From Human-to-Human to Human-to-Bot Conversations in Software Engineering
Ranim Khojah, Francisco Gomes de Oliveira Neto, Philipp Leitner

TL;DR
This paper explores the differences between human-to-human and human-to-bot conversations in software engineering, analyzing how AI chatbots influence developer interactions and team communication.
Contribution
It adapts conversation attributes to software development and compares human, NLU, and LLM chatbot interactions through an observational study, highlighting their similarities and differences.
Findings
LLM-chatbots exhibit distinct conversation styles from humans.
Chatbots support productivity but cannot replace human social interactions.

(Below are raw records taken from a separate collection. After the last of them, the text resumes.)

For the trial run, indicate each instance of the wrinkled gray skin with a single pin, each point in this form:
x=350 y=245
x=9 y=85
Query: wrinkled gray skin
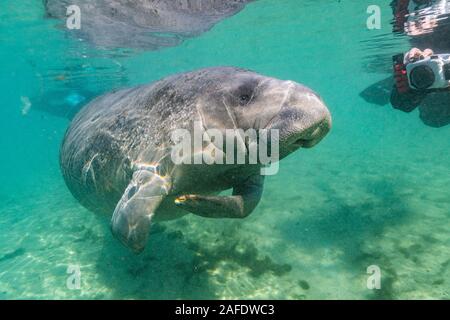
x=144 y=24
x=115 y=157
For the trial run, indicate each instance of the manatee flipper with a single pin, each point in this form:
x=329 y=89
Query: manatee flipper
x=132 y=217
x=245 y=198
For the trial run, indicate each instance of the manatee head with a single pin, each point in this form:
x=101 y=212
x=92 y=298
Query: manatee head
x=241 y=99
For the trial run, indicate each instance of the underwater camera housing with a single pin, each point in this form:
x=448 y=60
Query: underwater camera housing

Understanding conversation differences guides better integration of chatbots in teams.
Abstract
Software developers use natural language to interact not only with other humans, but increasingly also with chatbots. These interactions have different properties and flow differently based on what goal the developer wants to achieve and who they interact with. In this paper, we aim to understand the dynamics of conversations that occur during modern software development after the integration of AI and chatbots, enabling a deeper recognition of the advantages and disadvantages of including chatbot interactions in addition to human conversations in collaborative work. We compile existing conversation attributes with humans and NLU-based chatbots and adapt them to the context of software development. Then, we extend the comparison to include LLM-powered chatbots based on an observational study. We present similarities and differences between human-to-human and human-to-bot conversations,…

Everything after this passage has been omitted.